In 2015, together with a few investors and through his foundations DCS and LSRP, he set up "Fund+ NV", to invest in innovative companies in life sciences that have a proof of concept, and that over time could generate a return for investors.

== Academic Positions ==

- From 1981 to 2008 Professor at the Faculty of Medicine KU Leuven, Belgium.
- From 1984 to 2005 Professor of Biochemistry and Medicine at the College of Medicine in Burlington VT, USA.
- From 1987 to 1994 visiting Professor of Medicine at Harvard Medical School in Boston MA, USA.
- From 1987 to 2005 Medical consultant at the Massachusetts General Hospital in Boston MA, USA.
- From 1999 to 2002 visiting Professor for Surgery and Anesthesia at the United Medical and Dental Schools of Guy's and St Thomas Hospitals in Londen, UK.
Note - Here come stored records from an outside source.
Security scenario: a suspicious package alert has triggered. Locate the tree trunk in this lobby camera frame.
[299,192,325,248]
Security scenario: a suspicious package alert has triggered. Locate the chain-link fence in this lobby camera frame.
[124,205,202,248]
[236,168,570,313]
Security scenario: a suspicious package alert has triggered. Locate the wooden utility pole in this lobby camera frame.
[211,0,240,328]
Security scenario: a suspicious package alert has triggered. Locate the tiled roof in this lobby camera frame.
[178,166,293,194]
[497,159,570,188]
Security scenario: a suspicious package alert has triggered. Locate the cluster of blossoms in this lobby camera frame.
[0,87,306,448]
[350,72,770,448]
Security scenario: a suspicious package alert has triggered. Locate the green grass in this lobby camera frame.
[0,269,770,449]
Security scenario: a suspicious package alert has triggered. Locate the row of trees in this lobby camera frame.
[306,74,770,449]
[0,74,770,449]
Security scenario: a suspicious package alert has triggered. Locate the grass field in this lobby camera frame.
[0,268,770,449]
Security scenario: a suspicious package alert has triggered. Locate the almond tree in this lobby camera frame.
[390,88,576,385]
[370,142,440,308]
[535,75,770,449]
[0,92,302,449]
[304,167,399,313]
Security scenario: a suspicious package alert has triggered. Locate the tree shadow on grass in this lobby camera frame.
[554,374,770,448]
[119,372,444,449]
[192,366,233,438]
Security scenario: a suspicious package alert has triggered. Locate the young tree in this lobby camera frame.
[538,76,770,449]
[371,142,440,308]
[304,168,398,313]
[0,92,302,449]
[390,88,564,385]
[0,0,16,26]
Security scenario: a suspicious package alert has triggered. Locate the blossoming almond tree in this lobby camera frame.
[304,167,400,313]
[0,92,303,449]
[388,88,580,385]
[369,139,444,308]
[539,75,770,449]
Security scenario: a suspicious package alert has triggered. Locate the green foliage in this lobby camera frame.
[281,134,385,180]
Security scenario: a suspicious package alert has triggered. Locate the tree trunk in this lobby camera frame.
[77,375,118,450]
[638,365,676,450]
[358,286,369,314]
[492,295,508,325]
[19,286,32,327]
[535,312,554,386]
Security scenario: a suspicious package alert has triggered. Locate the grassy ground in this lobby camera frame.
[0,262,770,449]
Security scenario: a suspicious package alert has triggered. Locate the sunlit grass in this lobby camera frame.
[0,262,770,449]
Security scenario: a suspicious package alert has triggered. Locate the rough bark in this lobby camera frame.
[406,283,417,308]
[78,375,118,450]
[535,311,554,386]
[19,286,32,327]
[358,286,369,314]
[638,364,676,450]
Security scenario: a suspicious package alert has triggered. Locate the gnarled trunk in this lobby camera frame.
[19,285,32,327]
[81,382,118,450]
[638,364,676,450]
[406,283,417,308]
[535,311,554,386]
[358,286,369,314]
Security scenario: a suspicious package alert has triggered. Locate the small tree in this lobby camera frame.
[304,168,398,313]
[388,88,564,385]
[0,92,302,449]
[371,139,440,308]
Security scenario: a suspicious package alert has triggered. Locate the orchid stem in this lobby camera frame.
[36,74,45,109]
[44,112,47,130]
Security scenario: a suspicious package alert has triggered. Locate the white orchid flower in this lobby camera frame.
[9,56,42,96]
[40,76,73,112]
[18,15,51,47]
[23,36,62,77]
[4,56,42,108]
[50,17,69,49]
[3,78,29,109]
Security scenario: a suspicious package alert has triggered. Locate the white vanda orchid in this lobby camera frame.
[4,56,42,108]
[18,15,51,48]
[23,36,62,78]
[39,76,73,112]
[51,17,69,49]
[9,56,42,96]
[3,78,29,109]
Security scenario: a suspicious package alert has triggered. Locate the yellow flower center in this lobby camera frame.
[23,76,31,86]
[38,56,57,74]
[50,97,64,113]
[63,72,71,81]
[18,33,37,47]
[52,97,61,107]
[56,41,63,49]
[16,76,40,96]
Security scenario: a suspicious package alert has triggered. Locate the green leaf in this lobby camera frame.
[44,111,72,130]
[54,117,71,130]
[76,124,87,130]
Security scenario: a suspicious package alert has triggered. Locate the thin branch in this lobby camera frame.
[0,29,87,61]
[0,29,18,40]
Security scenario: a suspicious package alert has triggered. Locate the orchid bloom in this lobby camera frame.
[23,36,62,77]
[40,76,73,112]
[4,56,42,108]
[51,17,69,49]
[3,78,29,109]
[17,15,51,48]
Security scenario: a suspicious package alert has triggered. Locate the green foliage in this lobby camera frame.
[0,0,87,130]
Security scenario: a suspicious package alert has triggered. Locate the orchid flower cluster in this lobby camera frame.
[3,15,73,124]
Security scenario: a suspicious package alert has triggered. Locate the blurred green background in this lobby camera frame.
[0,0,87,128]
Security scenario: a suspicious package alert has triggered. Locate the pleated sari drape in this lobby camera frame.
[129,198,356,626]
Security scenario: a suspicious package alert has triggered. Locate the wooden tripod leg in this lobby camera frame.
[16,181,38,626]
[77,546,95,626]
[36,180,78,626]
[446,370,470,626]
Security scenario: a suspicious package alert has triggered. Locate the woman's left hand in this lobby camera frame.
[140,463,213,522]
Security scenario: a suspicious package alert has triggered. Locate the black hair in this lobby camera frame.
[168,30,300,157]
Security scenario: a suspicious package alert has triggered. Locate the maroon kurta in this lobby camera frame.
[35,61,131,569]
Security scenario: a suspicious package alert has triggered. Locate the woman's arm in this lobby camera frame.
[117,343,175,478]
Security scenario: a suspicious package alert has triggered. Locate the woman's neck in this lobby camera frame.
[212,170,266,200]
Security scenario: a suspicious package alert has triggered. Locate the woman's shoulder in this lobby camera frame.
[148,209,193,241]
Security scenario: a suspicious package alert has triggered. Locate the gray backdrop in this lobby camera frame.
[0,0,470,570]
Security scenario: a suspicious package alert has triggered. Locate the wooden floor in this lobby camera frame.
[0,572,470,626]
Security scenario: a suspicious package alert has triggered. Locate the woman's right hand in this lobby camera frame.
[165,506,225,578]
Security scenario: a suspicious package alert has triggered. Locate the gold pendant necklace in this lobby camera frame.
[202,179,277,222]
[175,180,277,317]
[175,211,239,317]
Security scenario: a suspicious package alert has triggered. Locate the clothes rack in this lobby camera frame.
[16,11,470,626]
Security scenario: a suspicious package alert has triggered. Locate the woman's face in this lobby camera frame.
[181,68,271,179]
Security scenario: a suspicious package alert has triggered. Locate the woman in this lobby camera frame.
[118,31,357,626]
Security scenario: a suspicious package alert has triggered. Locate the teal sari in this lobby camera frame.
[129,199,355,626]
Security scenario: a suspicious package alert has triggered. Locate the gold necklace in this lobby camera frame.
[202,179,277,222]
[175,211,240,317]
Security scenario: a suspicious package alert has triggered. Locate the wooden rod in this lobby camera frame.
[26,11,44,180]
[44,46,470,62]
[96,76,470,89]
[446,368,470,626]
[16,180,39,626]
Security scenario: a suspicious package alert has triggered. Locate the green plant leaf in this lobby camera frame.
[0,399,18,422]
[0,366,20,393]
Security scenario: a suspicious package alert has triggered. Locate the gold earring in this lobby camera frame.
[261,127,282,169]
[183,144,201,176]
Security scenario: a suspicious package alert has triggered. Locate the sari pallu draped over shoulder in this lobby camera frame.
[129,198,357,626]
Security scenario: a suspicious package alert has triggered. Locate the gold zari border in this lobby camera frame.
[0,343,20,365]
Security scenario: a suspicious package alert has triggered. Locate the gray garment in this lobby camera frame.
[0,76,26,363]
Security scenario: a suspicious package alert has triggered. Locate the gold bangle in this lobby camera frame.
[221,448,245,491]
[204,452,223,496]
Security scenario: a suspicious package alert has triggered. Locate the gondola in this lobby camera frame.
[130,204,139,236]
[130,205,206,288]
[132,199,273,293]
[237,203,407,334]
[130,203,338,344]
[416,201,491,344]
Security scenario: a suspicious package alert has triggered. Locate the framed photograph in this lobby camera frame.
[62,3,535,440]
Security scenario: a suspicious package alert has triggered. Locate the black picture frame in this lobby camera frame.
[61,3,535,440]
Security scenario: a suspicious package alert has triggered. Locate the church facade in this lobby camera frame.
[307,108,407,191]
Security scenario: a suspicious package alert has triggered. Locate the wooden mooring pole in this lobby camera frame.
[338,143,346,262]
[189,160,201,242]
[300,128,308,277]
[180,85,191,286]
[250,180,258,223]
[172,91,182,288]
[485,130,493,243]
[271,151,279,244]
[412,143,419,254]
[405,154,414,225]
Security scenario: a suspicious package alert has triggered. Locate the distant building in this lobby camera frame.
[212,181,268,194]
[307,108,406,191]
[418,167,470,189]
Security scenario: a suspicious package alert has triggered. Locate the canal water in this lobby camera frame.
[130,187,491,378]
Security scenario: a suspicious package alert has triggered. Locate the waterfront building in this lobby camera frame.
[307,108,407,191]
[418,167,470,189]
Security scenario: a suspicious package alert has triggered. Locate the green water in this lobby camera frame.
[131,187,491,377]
== Honours and honorary titles ==

- Francqui Prize in Biological and Medical Sciences, Belgium, 1984.
- Louis-Jeantet Prize for Medicine from the Louis-Jeantet Foundation, Switzerland,1986.
- Honorary doctorate from the Erasmus University in Rotterdam, The Netherlands, 1988.
- Honorary doctorate from the VUB, Belgium, 1994.
- Bristol-Meyers Squibb Award for cardiovascular research, together with Professor Marc Verstraete, New York, USA, 1994.
- Honorary doctorate from the University of Notre Dame, Indiana, USA, 1995.
- Honorary doctorate of the Université de la Méditerranée, Marseille, France, 1999.
- Inbev-Baillet Latour Health Prize together with Peter Carmeliet, Belgium, 2005.
- Harvard Leadership Prize of the Harvard Club of Belgium, 2007.
- Insead Innovator Prize, Belgium, 2009.
- Robert P. Grant Medal, International Society for Thrombosis and Hemostasis, 2011.
- Lifetime achievement award from Belcham (New York NY, USA) and from Scrip (London, UK), 2013.
- In July 2013, King Albert II granted Désiré Collen hereditary nobility with the personal title of baron.

==Books==
Collen's memoires (in Dutch) 'Een hart voor onderzoek en ondernemen' were published in 2009 by VandenBroele (ISBN 978-90-496-0056-3). Désiré Collen, biotechpionier (in Dutch) was published in 2018 by LannooCampus (ISBN 978-94-014-5353-0).